林傾了的聲音越來越大,不經意間已經引起了這裏很多人的注意力,他們紛紛投來了詫異的眼光,都很好奇發生了什麽。
寧惜想著既然是林傾了的話,自己最好還是少管比較好,不然一會兒要是林傾了又發現了自己,沒準又揪著自己不放了,那樣就不好了。
於是寧惜偏著自己的頭,打算遮掩著走過去。
“為什麽,為什麽你們一個個的都要騙我,還有那個寧棠梨,那個賤人為什麽回事父親的親生女兒,為什麽要這樣捉弄我。”林傾了一邊埋怨世事不公平,一邊大口大口地喝著杯裏的酒,似乎是要一醉解千愁的樣子。
寧惜本來是打算就這樣繞過去的,可是她好像忽然間聽到了寧棠梨的名字,於是忽然間便停下了自己的腳步。
然而就是因為寧惜這一停下了,一下子就被林傾了發現了他,林傾了抬頭的時候,剛剛好看見了寧惜那熟悉的身影。
他當即就從自己的座位上站起來,喊了一聲寧惜的名字“寧惜。
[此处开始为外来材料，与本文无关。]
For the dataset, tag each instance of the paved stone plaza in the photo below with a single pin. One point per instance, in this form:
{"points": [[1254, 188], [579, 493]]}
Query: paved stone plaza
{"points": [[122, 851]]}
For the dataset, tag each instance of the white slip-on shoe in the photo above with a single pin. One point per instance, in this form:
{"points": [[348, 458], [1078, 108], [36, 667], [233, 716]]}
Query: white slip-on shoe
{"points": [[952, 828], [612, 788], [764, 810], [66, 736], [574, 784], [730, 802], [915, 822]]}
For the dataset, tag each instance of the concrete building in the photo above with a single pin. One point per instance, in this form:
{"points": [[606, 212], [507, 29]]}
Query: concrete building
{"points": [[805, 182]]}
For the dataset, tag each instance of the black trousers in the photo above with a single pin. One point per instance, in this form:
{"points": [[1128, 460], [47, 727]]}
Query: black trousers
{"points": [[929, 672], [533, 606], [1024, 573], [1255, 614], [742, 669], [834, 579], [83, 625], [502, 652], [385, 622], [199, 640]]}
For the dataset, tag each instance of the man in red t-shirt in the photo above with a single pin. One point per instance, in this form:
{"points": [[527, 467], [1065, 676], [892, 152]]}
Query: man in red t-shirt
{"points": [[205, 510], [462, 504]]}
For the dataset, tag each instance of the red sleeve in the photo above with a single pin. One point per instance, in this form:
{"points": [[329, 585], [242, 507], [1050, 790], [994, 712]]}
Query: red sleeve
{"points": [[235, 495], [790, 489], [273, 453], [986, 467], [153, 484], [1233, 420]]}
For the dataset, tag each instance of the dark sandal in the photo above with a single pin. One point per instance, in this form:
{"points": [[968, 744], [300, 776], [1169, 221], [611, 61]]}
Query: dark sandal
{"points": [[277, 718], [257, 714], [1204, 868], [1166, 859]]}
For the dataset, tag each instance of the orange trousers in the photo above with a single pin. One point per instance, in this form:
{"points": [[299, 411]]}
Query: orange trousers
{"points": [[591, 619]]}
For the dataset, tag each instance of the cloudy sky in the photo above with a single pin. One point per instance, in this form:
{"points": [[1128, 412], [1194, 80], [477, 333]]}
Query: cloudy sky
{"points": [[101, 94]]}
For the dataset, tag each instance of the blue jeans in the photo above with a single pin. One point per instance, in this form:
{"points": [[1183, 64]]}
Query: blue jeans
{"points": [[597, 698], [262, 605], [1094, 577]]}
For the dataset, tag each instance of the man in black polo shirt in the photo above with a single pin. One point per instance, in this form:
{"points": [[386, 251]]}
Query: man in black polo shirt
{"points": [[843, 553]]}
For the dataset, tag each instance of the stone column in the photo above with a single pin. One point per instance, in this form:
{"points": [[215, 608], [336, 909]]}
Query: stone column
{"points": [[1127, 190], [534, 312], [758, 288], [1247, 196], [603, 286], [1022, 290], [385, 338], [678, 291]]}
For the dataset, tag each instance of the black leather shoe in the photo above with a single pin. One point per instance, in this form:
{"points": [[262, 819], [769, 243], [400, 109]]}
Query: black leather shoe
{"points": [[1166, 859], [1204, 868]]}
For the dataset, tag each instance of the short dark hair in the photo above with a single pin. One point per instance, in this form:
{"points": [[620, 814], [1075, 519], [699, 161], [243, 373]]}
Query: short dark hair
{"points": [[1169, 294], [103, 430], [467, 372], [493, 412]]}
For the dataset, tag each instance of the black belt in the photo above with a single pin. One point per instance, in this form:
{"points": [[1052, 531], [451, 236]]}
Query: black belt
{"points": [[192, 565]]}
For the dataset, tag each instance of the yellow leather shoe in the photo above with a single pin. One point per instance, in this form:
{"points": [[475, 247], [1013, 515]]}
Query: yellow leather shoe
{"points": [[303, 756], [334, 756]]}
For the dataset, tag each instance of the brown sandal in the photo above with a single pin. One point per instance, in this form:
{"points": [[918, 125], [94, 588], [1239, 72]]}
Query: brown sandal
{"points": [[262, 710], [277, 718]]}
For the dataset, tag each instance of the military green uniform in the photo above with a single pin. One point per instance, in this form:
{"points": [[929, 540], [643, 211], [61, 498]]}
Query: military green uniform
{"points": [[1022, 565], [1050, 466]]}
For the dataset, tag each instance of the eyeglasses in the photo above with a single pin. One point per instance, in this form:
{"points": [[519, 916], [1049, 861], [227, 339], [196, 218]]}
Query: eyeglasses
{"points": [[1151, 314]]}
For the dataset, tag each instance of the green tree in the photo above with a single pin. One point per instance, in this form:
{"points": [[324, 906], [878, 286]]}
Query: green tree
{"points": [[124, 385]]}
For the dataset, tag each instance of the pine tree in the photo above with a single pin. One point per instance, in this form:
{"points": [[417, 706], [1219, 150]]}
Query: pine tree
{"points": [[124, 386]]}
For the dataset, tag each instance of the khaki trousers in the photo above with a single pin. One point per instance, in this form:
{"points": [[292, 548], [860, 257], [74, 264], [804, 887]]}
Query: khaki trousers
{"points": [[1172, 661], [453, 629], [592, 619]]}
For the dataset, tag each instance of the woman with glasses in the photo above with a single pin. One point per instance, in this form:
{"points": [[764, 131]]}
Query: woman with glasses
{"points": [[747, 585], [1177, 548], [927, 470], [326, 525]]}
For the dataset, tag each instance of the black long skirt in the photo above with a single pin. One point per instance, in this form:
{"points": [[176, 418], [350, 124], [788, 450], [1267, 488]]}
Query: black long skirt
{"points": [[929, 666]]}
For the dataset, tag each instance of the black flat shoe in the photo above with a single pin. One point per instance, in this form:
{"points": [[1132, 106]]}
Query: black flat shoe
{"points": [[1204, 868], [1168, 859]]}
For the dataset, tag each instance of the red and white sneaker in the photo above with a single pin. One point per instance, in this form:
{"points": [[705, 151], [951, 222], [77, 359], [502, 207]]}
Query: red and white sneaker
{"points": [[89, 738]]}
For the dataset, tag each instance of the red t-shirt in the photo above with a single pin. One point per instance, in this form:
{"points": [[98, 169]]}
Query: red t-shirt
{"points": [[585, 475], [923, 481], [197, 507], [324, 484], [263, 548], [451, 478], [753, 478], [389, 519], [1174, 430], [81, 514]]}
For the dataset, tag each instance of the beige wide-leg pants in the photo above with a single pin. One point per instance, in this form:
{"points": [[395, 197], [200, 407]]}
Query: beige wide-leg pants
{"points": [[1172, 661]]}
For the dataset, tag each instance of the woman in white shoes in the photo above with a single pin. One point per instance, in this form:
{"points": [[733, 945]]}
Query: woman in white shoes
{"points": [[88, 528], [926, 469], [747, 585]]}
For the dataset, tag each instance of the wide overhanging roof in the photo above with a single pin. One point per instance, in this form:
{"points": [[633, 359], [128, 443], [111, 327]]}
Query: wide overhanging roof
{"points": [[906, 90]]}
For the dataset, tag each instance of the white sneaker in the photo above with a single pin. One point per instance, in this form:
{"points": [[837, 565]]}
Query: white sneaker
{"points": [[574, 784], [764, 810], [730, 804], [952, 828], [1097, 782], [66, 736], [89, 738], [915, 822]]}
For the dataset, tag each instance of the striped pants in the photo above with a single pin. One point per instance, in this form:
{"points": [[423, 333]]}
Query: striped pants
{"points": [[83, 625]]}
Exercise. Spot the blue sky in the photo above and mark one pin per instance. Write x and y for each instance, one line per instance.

”林傾了幾乎可以確定,這個人就是寧惜。
也對啊,這個時候是林傾了最絕望的時候,他原本就討厭寧棠梨的,討厭也就算了現在連自己的親生父母都在騙自己,還揭穿了一個這樣的秘密。
這對林傾了來說無疑是一個巨大的晴天霹靂。
這個時候,寧惜的出現就像是一汩甘泉流過了林傾了的心底,讓他在絕望中看到了希望。
林傾了毫不猶豫地站起來,隻不過他現在的樣子看上去已經有些狼狽了,再也不是平時那樣風流倜儻的林少爺了。
寧惜發現林傾了好像發現了自己。
不好,我要快點離開了,不管怎麽樣,我都已經和這個人沒有任何關係了,現在我已經有了淨司了,我是傅淨司的妻子。
寧惜心裏越來越清楚自己的身份了,也越來越清楚了到底誰才是真正對自己好的人,一場車禍讓她明白了一切,也讓寧惜清醒了許多。
不行,我得快點離開這裏了,要不然待會兒又被這個死鬼纏上了可就不好了,什麽林傾了寧棠梨什麽的都和我一點關係都沒有。
不得不說,寧惜真的是一個善良的人,曾經林傾了那樣傷害自己,寧棠梨也也一次又一次地陷害了自己,可是現在當自己真正聽到了他們不利的消息的時候,心裏居然還會有一點點的惻隱之心。
不,我不擔心他們,一點也不擔心,寧惜堅定了一下自己的決心。
打開了交錯在一起的兩隻手,大踏步地向前走,想要離開。
隻可惜這個時候,林傾了早已經發現了寧惜並且到達了她的身邊。
“寧惜,你不要離開我。”他一把拉住了寧惜的手,聲音裏似乎還有一點點的哭腔,臉上潮濕的印記不知道是水還是酒。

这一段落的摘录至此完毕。